Если данное положение (незнание обнажает) обладает каким-то смыслом — то появляющимся, то исчезающим, — говорит оно только следующее: НЕЗНАНИЕ СООБЩАЕТ ЭКСТАЗ. Незнание — это прежде всего ТОСКА. В тоске возникает исступленная обнаженность. Но экстаз проходит (вместе с ним — обнаженность, сообщение), если проходит тоска. Стало быть, экстаз возможен не иначе как в исступленной тоске, которая, как известно, не может быть удовлетворенностью, достоверным знанием. Понятно, что сам экстаз — это прежде всего достоверное знание, в особенности когда дело идет о предельной наготе и предельных же построениях наготы, представленных мною — в жизни и опытах письма (кому, как не мне, знать, что никто не заходил по пути знания так далеко, как зашел я, мне-то было легко — к тому меня толкала необходимость). Но когда доходишь до самого края знания (а край знания, которого я только что достиг, находится по ту сторону абсолютного знания), повторяется история абсолютного знания, все рушится. Стоит мне узнать — целиком и полностью, — как сразу же в плане знания (где меня оставляет знание) выступает нагота и тоска возобновляется. Но ведь тоска страшится наготы, и наступает мгновение, когда, набравшись отваги, начинаешь любить и наготу, отдавая ей всего себя: мгновение исступленной наготы. Затем возвращается знание, удовлетворенность, та же тоска, и я начинаю все сначала, удваиваю все и удваиваю вплоть до полного изнеможения (подобно тому, как безумный смех удваивается тоской, порожденной тем, что смехом отвергается).
В экстазе можно расслабиться, тогда наступает удовлетворенность, счастье, пошлость. Св. Иоанн Креста отвергает подобный соблазн и восторженность, но находит умиротворение в теофатических состояниях. Его методу изнурения себя я был верен до самого конца.
Упразднение субъекта и объекта — единственное средство не кончить тем, чтобы субъект обладал объектом, то есть избежать абсурдного напора самости, которая хочет стать всем.
Разговор с Бланшо. Я ему говорю: у внутреннего опыта нет ни цели, ни авторитета, которые бы его оправдывали. Если я подрываю, уничтожаю заботу о цели, об авторитете, пустота все же остается. Но Бланшо напоминает о том, что цель и авторитет являются категориями рассуждающей мысли; я стою на своем, описывая опыт так, как он был дан выше, спрашиваю у него, как же возможно, чтобы это не имело ни авторитета, ни цели, ничего. Он мне отвечает, что внутренний опыт сам по себе авторитет. И добавляет по поводу этого авторитета, что он должен быть искуплен.

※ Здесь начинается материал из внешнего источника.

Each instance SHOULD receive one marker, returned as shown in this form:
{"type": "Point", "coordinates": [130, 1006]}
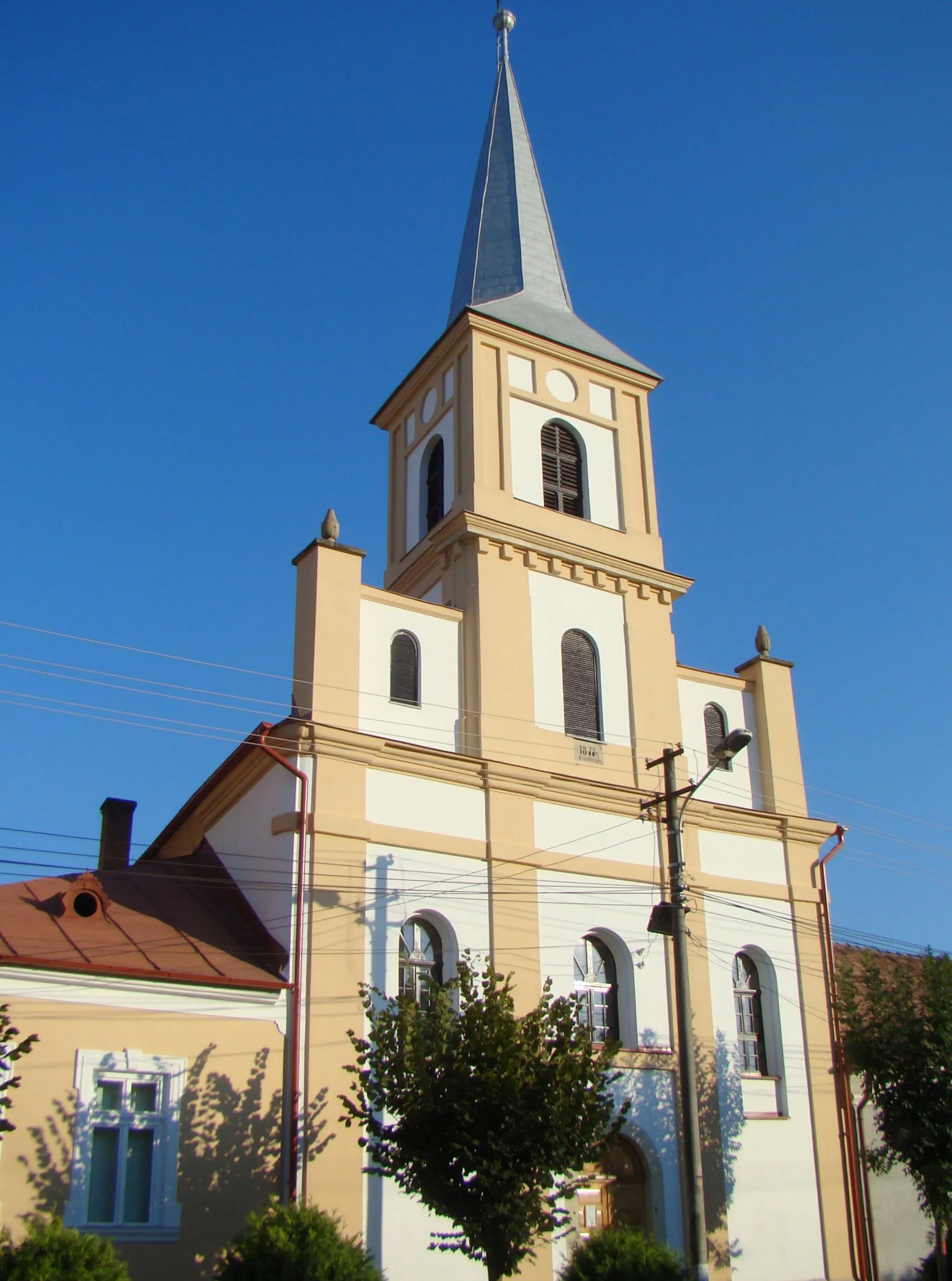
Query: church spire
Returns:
{"type": "Point", "coordinates": [509, 263]}
{"type": "Point", "coordinates": [508, 245]}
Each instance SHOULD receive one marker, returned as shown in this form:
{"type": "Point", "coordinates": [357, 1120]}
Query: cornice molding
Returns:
{"type": "Point", "coordinates": [544, 554]}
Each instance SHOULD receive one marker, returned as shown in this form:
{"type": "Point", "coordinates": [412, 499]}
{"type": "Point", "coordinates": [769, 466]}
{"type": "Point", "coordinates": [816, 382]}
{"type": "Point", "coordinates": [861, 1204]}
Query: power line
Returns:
{"type": "Point", "coordinates": [364, 693]}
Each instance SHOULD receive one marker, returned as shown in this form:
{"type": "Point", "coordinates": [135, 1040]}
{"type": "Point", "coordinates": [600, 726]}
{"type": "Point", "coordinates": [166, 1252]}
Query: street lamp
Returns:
{"type": "Point", "coordinates": [669, 919]}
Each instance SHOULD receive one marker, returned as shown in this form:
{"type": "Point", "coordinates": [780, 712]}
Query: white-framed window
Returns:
{"type": "Point", "coordinates": [421, 960]}
{"type": "Point", "coordinates": [126, 1144]}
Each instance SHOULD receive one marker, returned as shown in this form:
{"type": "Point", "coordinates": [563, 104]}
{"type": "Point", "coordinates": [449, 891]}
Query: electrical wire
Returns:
{"type": "Point", "coordinates": [721, 783]}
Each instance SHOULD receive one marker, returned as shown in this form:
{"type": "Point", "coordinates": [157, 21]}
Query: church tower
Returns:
{"type": "Point", "coordinates": [522, 492]}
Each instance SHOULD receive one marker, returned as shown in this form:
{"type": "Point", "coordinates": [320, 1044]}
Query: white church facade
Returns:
{"type": "Point", "coordinates": [467, 753]}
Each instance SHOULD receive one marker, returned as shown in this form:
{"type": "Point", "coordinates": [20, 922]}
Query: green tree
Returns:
{"type": "Point", "coordinates": [50, 1252]}
{"type": "Point", "coordinates": [12, 1051]}
{"type": "Point", "coordinates": [897, 1020]}
{"type": "Point", "coordinates": [294, 1243]}
{"type": "Point", "coordinates": [623, 1255]}
{"type": "Point", "coordinates": [481, 1115]}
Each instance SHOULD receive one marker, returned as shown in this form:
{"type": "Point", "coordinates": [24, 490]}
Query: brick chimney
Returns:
{"type": "Point", "coordinates": [116, 837]}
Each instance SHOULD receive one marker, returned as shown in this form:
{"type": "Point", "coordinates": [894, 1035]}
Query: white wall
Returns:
{"type": "Point", "coordinates": [739, 786]}
{"type": "Point", "coordinates": [526, 423]}
{"type": "Point", "coordinates": [435, 722]}
{"type": "Point", "coordinates": [556, 606]}
{"type": "Point", "coordinates": [262, 864]}
{"type": "Point", "coordinates": [424, 805]}
{"type": "Point", "coordinates": [774, 1211]}
{"type": "Point", "coordinates": [575, 906]}
{"type": "Point", "coordinates": [595, 834]}
{"type": "Point", "coordinates": [417, 483]}
{"type": "Point", "coordinates": [723, 853]}
{"type": "Point", "coordinates": [453, 893]}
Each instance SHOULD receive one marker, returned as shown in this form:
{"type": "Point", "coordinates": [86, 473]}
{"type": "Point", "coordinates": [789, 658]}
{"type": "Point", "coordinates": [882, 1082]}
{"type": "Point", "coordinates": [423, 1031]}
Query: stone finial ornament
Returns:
{"type": "Point", "coordinates": [331, 528]}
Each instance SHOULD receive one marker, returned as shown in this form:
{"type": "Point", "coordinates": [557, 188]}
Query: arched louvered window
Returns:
{"type": "Point", "coordinates": [405, 669]}
{"type": "Point", "coordinates": [715, 729]}
{"type": "Point", "coordinates": [596, 987]}
{"type": "Point", "coordinates": [562, 470]}
{"type": "Point", "coordinates": [435, 485]}
{"type": "Point", "coordinates": [581, 687]}
{"type": "Point", "coordinates": [421, 960]}
{"type": "Point", "coordinates": [750, 1016]}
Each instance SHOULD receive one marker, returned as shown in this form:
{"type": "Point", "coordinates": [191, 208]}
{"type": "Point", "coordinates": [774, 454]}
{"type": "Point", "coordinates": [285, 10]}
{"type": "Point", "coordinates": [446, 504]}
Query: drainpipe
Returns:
{"type": "Point", "coordinates": [853, 1170]}
{"type": "Point", "coordinates": [866, 1197]}
{"type": "Point", "coordinates": [291, 1101]}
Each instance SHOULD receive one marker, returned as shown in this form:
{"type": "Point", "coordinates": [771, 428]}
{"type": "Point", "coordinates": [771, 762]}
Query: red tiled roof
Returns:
{"type": "Point", "coordinates": [184, 920]}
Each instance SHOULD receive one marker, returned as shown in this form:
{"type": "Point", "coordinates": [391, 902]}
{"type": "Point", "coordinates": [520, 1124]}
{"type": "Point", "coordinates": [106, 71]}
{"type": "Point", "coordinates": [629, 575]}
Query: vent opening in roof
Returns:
{"type": "Point", "coordinates": [85, 904]}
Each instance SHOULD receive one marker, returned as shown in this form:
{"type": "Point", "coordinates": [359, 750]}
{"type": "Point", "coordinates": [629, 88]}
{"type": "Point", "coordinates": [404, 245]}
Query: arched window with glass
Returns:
{"type": "Point", "coordinates": [405, 669]}
{"type": "Point", "coordinates": [596, 987]}
{"type": "Point", "coordinates": [715, 729]}
{"type": "Point", "coordinates": [435, 483]}
{"type": "Point", "coordinates": [563, 485]}
{"type": "Point", "coordinates": [749, 1011]}
{"type": "Point", "coordinates": [581, 701]}
{"type": "Point", "coordinates": [421, 960]}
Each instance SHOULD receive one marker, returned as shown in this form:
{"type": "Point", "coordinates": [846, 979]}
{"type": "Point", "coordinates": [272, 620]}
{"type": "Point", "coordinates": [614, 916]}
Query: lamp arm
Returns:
{"type": "Point", "coordinates": [690, 797]}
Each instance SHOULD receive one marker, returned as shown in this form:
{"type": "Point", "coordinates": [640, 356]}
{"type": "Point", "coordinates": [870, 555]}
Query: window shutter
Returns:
{"type": "Point", "coordinates": [404, 669]}
{"type": "Point", "coordinates": [715, 729]}
{"type": "Point", "coordinates": [581, 687]}
{"type": "Point", "coordinates": [435, 486]}
{"type": "Point", "coordinates": [750, 1016]}
{"type": "Point", "coordinates": [562, 470]}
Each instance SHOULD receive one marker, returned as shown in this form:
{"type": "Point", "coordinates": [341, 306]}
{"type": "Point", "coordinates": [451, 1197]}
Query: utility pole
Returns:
{"type": "Point", "coordinates": [673, 921]}
{"type": "Point", "coordinates": [687, 1068]}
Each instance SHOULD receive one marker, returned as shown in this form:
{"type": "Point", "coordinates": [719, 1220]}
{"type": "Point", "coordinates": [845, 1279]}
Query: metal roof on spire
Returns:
{"type": "Point", "coordinates": [509, 264]}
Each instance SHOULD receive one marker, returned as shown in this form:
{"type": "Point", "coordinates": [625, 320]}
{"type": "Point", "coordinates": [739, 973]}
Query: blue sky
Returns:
{"type": "Point", "coordinates": [229, 231]}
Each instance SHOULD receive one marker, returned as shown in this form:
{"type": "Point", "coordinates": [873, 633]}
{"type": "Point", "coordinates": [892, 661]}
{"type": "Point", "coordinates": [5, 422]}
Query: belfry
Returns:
{"type": "Point", "coordinates": [465, 766]}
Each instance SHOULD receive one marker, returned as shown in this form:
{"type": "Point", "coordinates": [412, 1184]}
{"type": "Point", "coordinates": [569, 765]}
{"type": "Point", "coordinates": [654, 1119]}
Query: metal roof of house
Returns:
{"type": "Point", "coordinates": [509, 264]}
{"type": "Point", "coordinates": [182, 920]}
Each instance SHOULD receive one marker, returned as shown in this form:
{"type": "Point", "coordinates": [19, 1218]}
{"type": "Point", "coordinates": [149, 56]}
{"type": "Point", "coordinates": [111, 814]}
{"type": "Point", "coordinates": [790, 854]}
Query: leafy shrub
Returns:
{"type": "Point", "coordinates": [50, 1252]}
{"type": "Point", "coordinates": [623, 1255]}
{"type": "Point", "coordinates": [294, 1243]}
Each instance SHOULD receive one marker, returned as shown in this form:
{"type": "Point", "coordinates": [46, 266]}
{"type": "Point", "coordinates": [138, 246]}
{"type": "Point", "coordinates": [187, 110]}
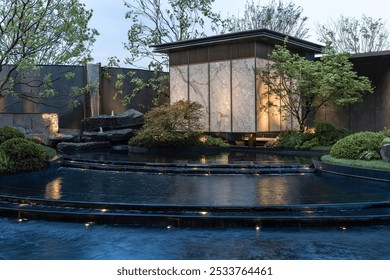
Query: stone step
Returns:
{"type": "Point", "coordinates": [181, 215]}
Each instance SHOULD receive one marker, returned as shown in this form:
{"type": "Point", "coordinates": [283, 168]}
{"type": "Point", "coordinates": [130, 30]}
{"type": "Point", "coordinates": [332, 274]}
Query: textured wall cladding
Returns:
{"type": "Point", "coordinates": [178, 83]}
{"type": "Point", "coordinates": [220, 97]}
{"type": "Point", "coordinates": [243, 95]}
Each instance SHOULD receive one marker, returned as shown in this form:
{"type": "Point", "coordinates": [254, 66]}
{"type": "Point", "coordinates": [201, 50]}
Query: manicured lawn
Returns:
{"type": "Point", "coordinates": [371, 164]}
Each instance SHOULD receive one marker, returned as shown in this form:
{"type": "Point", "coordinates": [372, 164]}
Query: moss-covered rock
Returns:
{"type": "Point", "coordinates": [8, 132]}
{"type": "Point", "coordinates": [24, 155]}
{"type": "Point", "coordinates": [358, 146]}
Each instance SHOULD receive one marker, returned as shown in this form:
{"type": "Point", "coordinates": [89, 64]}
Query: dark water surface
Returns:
{"type": "Point", "coordinates": [214, 190]}
{"type": "Point", "coordinates": [37, 240]}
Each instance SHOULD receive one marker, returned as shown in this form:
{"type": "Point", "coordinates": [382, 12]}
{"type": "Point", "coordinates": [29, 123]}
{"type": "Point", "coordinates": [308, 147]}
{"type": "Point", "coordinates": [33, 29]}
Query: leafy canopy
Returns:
{"type": "Point", "coordinates": [278, 16]}
{"type": "Point", "coordinates": [303, 86]}
{"type": "Point", "coordinates": [352, 35]}
{"type": "Point", "coordinates": [155, 22]}
{"type": "Point", "coordinates": [34, 32]}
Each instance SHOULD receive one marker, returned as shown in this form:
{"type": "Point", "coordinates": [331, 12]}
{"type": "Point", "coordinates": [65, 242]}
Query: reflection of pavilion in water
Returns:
{"type": "Point", "coordinates": [53, 189]}
{"type": "Point", "coordinates": [219, 73]}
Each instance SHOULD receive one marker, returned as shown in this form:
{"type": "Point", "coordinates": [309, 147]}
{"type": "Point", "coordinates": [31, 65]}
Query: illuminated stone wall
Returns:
{"type": "Point", "coordinates": [233, 99]}
{"type": "Point", "coordinates": [220, 97]}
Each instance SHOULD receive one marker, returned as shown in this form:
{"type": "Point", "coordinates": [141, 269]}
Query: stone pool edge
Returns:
{"type": "Point", "coordinates": [350, 171]}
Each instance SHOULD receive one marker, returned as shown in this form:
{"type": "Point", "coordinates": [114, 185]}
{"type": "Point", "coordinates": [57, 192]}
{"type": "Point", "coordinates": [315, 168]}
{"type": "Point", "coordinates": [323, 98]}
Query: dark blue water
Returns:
{"type": "Point", "coordinates": [214, 190]}
{"type": "Point", "coordinates": [37, 240]}
{"type": "Point", "coordinates": [55, 240]}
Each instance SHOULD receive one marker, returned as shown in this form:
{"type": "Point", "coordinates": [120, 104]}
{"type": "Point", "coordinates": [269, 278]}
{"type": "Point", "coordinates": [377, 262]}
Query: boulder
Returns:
{"type": "Point", "coordinates": [113, 136]}
{"type": "Point", "coordinates": [385, 152]}
{"type": "Point", "coordinates": [129, 119]}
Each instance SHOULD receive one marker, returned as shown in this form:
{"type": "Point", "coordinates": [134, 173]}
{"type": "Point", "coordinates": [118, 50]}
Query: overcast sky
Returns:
{"type": "Point", "coordinates": [109, 18]}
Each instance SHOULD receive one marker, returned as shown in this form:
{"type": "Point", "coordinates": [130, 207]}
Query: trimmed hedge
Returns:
{"type": "Point", "coordinates": [362, 145]}
{"type": "Point", "coordinates": [171, 126]}
{"type": "Point", "coordinates": [24, 155]}
{"type": "Point", "coordinates": [7, 132]}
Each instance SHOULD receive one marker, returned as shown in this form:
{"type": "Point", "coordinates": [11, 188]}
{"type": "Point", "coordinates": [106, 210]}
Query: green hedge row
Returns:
{"type": "Point", "coordinates": [19, 154]}
{"type": "Point", "coordinates": [362, 145]}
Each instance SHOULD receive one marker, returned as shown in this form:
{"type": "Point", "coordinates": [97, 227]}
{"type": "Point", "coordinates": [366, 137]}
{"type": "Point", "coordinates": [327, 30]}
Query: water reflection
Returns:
{"type": "Point", "coordinates": [53, 189]}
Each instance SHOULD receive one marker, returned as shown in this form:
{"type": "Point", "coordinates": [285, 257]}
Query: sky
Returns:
{"type": "Point", "coordinates": [109, 19]}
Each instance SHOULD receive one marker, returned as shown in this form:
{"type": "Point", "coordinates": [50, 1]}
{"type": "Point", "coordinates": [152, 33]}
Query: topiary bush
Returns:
{"type": "Point", "coordinates": [24, 155]}
{"type": "Point", "coordinates": [172, 126]}
{"type": "Point", "coordinates": [297, 140]}
{"type": "Point", "coordinates": [7, 132]}
{"type": "Point", "coordinates": [328, 134]}
{"type": "Point", "coordinates": [360, 145]}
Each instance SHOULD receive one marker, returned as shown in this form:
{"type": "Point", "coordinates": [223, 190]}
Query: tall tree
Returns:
{"type": "Point", "coordinates": [351, 35]}
{"type": "Point", "coordinates": [34, 32]}
{"type": "Point", "coordinates": [278, 16]}
{"type": "Point", "coordinates": [156, 22]}
{"type": "Point", "coordinates": [304, 86]}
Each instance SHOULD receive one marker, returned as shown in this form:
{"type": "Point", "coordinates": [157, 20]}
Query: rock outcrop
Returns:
{"type": "Point", "coordinates": [129, 119]}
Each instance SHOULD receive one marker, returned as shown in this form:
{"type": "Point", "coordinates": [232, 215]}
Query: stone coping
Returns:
{"type": "Point", "coordinates": [186, 168]}
{"type": "Point", "coordinates": [357, 172]}
{"type": "Point", "coordinates": [197, 216]}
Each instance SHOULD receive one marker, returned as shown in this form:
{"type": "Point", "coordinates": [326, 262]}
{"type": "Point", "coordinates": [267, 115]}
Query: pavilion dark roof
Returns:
{"type": "Point", "coordinates": [258, 35]}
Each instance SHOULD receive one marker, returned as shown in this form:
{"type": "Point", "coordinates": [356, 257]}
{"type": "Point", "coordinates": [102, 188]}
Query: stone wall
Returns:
{"type": "Point", "coordinates": [100, 101]}
{"type": "Point", "coordinates": [40, 125]}
{"type": "Point", "coordinates": [233, 99]}
{"type": "Point", "coordinates": [373, 114]}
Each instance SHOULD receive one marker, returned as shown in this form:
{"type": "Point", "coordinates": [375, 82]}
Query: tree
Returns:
{"type": "Point", "coordinates": [156, 22]}
{"type": "Point", "coordinates": [304, 86]}
{"type": "Point", "coordinates": [355, 35]}
{"type": "Point", "coordinates": [34, 32]}
{"type": "Point", "coordinates": [281, 17]}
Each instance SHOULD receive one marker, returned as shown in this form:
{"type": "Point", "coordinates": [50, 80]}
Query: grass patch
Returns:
{"type": "Point", "coordinates": [369, 164]}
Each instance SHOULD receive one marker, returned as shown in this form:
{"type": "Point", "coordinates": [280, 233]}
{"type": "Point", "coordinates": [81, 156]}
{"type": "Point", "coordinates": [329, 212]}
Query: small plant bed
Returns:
{"type": "Point", "coordinates": [369, 164]}
{"type": "Point", "coordinates": [19, 154]}
{"type": "Point", "coordinates": [321, 137]}
{"type": "Point", "coordinates": [174, 126]}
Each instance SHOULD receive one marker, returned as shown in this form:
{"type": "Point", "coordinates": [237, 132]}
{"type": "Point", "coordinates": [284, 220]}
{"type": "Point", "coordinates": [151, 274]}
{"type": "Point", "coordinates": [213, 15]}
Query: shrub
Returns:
{"type": "Point", "coordinates": [328, 134]}
{"type": "Point", "coordinates": [174, 126]}
{"type": "Point", "coordinates": [357, 145]}
{"type": "Point", "coordinates": [7, 132]}
{"type": "Point", "coordinates": [297, 140]}
{"type": "Point", "coordinates": [4, 162]}
{"type": "Point", "coordinates": [24, 155]}
{"type": "Point", "coordinates": [385, 141]}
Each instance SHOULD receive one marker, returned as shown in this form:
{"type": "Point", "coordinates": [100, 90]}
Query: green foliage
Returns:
{"type": "Point", "coordinates": [24, 155]}
{"type": "Point", "coordinates": [4, 162]}
{"type": "Point", "coordinates": [351, 35]}
{"type": "Point", "coordinates": [37, 32]}
{"type": "Point", "coordinates": [371, 164]}
{"type": "Point", "coordinates": [358, 146]}
{"type": "Point", "coordinates": [175, 125]}
{"type": "Point", "coordinates": [302, 87]}
{"type": "Point", "coordinates": [385, 141]}
{"type": "Point", "coordinates": [324, 134]}
{"type": "Point", "coordinates": [155, 22]}
{"type": "Point", "coordinates": [328, 134]}
{"type": "Point", "coordinates": [369, 155]}
{"type": "Point", "coordinates": [297, 140]}
{"type": "Point", "coordinates": [7, 132]}
{"type": "Point", "coordinates": [276, 16]}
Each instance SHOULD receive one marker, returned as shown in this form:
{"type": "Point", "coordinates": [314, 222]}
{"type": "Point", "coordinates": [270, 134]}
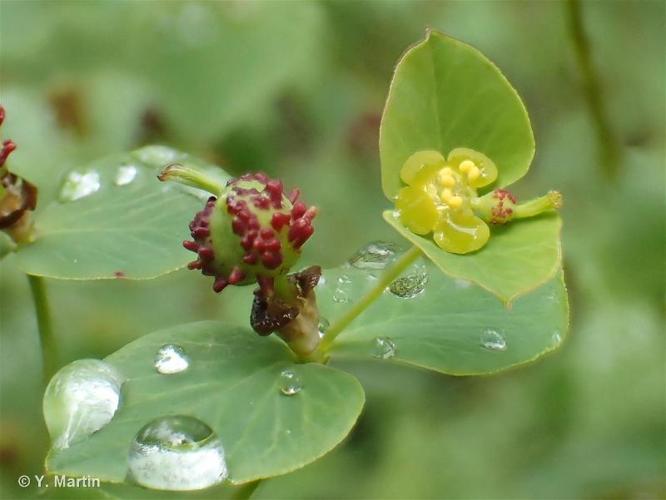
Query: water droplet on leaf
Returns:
{"type": "Point", "coordinates": [125, 175]}
{"type": "Point", "coordinates": [493, 340]}
{"type": "Point", "coordinates": [375, 256]}
{"type": "Point", "coordinates": [412, 283]}
{"type": "Point", "coordinates": [78, 185]}
{"type": "Point", "coordinates": [81, 399]}
{"type": "Point", "coordinates": [171, 358]}
{"type": "Point", "coordinates": [290, 382]}
{"type": "Point", "coordinates": [383, 348]}
{"type": "Point", "coordinates": [177, 453]}
{"type": "Point", "coordinates": [461, 283]}
{"type": "Point", "coordinates": [323, 325]}
{"type": "Point", "coordinates": [341, 293]}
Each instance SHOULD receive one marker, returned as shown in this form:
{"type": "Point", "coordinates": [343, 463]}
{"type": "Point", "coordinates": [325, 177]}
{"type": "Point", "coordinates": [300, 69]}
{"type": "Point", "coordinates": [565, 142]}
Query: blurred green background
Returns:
{"type": "Point", "coordinates": [296, 89]}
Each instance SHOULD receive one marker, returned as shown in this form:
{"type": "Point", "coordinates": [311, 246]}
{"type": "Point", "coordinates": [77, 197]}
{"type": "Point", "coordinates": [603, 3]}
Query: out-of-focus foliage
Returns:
{"type": "Point", "coordinates": [296, 89]}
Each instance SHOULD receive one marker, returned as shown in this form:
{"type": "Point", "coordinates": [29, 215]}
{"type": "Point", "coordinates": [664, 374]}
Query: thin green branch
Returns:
{"type": "Point", "coordinates": [44, 325]}
{"type": "Point", "coordinates": [246, 491]}
{"type": "Point", "coordinates": [385, 280]}
{"type": "Point", "coordinates": [609, 147]}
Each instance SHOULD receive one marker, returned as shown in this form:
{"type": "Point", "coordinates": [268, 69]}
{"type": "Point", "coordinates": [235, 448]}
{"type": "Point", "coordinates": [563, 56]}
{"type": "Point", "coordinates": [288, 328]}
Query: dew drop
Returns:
{"type": "Point", "coordinates": [461, 283]}
{"type": "Point", "coordinates": [375, 256]}
{"type": "Point", "coordinates": [177, 453]}
{"type": "Point", "coordinates": [493, 340]}
{"type": "Point", "coordinates": [290, 382]}
{"type": "Point", "coordinates": [171, 358]}
{"type": "Point", "coordinates": [125, 175]}
{"type": "Point", "coordinates": [80, 399]}
{"type": "Point", "coordinates": [412, 284]}
{"type": "Point", "coordinates": [341, 293]}
{"type": "Point", "coordinates": [383, 348]}
{"type": "Point", "coordinates": [78, 185]}
{"type": "Point", "coordinates": [340, 296]}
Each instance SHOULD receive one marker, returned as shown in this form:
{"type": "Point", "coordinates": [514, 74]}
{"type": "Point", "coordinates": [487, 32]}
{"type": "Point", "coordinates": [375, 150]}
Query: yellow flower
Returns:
{"type": "Point", "coordinates": [438, 197]}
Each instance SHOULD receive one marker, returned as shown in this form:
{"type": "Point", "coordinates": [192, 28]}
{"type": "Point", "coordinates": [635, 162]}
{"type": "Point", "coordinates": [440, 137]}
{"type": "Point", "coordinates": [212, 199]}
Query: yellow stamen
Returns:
{"type": "Point", "coordinates": [446, 180]}
{"type": "Point", "coordinates": [446, 195]}
{"type": "Point", "coordinates": [455, 201]}
{"type": "Point", "coordinates": [466, 165]}
{"type": "Point", "coordinates": [473, 173]}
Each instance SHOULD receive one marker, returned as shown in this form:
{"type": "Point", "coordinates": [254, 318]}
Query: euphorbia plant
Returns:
{"type": "Point", "coordinates": [479, 290]}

Хочу еще раз дать схему опыта, который называю чистым опытом. Сначала я достигаю края знания (к примеру, симулирую абсолютное знание, не суть важно как, главное — в нескончаемом усилии духа, который волит знания). Тогда я знаю, что ничего не знаю. Как самость я хотел быть всем (через знание), и мной овладевает тоска; причиной ее стало мое незнание, непоправимое бессмыслие (незнание упраздняет здесь не отдельные знания, но их смысл, лишает их всякого смысла). Немного спустя я могу узнать, что это за тоска, о которой я говорю. Тоска предполагает желание сообщения, то есть самоутраты, но это только желание, а не полная решимость; тоска говорит о страхе перед сообщением, перед самоутратой. Тоска присутствует в самой теме знания: как самость я хотел бы — через знание — быть всем, сообщаться, потерять себя, оставшись при этом самостью. Для сообщения, дабы оно имело место, необходимы субъект (мое я, самость) и объект (частично неопределенный, поскольку не полностью удовлетворяет знание). Субъект хочет завладеть объектом, дабы им обладать (эта воля к обладанию связана с вовлеченным в игру композиций бытием, см. об этом “Лабиринт”), но не может ничего другого, как потерять себя: вдруг обнаруживается бессмыслие воли к знанию, бессмыслие всего, что возможно, оно и дает самости знать, что та через миг потеряет себя, что вместе с ней потеряется и знание. Пока самость упорствует в своей воле к знанию и стремлении быть самостью, тоска не проходит, но если самость отрешается и от себя, и от знания, если в этой отрешенности она отдается незнанию, то наступает восторг. Именно в восторженности мое существование обретает некий смысл, но сей же миг смысл сообразуется с самостью, становится моей восторженностью — той самой восторженностью, которой, как самость, я обладаю, удовлетворяя таким образом мою волю быть всем. Едва я обретаю себя, как сообщение прекращается, я прекращаю сообщать себя, останавливаясь на этом, получая, правда, какое-то новое знание.